Society for Cultural Anthropology
Oral Presentation Session
Abstract: Multispecies ethnography and the anthropology of ethics are contiguous, often converging fields of study. Both relatively new forms of re-considering fundamental tenets of anthropological thought, they offer new and radical perspectives into classical anthropological questions. From the very attempts to define 'Human', 'Animal' and 'Personhood', to the more concrete implications for everyday practices and relationships, notions of what is just and right have dominated understandings of interspecies relations.
The struggle to incorporate justice into humans' relationships with other living creatures is a dynamic one, constantly changing in various times and localities. Such efforts shed light on the multifaceted nature of multispecies entanglements, and the various and fluctuating roles other animals play in the human world – as objects and subjects, as kin and as food, as loved and as feared entities in our social worlds.
This panel aims to explore the intersection between multispecies relations, justice and change.

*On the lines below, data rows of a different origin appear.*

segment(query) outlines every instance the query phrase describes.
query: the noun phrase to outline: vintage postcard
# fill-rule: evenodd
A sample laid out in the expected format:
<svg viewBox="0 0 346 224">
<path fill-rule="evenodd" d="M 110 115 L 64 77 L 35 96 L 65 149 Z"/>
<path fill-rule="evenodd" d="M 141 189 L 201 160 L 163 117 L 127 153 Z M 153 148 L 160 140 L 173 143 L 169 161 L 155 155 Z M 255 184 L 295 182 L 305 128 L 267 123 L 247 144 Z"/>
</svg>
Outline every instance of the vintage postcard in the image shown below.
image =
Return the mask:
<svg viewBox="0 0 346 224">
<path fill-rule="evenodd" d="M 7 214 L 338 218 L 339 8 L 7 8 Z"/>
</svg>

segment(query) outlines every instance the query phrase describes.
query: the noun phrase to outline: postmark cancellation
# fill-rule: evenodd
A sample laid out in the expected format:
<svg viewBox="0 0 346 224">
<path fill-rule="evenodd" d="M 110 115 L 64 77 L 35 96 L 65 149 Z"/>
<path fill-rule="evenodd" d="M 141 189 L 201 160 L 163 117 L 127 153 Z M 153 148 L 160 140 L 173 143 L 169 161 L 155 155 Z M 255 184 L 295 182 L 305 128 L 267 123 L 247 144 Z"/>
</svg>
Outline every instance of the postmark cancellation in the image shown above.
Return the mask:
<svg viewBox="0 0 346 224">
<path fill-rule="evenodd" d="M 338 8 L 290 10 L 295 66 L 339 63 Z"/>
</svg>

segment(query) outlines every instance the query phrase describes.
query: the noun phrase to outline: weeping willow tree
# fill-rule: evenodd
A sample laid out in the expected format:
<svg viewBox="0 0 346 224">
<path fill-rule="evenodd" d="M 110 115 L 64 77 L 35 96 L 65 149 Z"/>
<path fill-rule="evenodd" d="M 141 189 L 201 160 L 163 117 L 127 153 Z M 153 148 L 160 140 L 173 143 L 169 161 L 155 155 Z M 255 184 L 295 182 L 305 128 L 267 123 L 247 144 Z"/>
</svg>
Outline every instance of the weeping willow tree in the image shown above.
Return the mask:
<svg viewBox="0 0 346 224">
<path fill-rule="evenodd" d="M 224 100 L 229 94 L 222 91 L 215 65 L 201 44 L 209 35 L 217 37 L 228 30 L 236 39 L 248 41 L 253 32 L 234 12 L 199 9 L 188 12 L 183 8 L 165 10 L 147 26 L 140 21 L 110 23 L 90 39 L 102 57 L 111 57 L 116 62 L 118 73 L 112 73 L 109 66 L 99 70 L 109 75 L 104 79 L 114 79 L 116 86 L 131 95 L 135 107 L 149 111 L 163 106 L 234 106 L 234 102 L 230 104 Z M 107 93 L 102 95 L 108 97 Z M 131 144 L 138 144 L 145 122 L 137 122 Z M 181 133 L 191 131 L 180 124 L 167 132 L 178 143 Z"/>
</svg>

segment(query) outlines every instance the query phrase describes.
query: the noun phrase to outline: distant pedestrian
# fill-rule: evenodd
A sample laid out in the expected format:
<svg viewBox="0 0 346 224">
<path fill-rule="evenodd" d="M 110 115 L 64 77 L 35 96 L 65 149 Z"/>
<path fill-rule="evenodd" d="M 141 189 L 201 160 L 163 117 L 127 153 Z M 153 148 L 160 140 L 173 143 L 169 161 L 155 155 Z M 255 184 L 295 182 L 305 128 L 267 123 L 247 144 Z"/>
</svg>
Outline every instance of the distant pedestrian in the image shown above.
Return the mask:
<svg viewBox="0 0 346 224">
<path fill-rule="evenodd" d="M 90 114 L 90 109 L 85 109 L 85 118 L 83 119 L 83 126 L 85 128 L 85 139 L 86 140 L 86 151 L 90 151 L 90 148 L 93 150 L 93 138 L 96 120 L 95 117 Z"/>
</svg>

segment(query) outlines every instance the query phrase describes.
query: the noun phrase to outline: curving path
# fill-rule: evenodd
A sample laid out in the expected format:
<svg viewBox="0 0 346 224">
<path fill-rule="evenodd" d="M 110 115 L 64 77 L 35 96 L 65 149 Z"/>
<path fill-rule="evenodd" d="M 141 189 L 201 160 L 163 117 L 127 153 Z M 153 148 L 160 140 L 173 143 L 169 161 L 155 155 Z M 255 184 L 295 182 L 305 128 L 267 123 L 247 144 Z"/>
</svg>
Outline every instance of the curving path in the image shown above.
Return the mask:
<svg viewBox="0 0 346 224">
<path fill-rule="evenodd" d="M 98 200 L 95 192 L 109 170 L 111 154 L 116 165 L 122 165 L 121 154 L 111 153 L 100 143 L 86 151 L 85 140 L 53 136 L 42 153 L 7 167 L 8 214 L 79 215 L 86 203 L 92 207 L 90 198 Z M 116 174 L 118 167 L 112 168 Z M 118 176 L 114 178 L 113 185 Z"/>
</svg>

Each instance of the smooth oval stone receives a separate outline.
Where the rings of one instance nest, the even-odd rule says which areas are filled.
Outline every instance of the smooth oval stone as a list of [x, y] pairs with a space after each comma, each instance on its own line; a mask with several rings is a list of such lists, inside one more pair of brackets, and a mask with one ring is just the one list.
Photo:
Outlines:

It incorporates papers that deal with contemporary explorations into the concerns, desires and uncertainties that arise from our efforts to ethically connect with the other living beings in our world. These include explorations of multispecies inequalities, human and animal rights, activism, friendships and familial relations, and violence. We assemble scholars who show the range and diversity of these relations, and how they affect ways of being together in our 21st century world.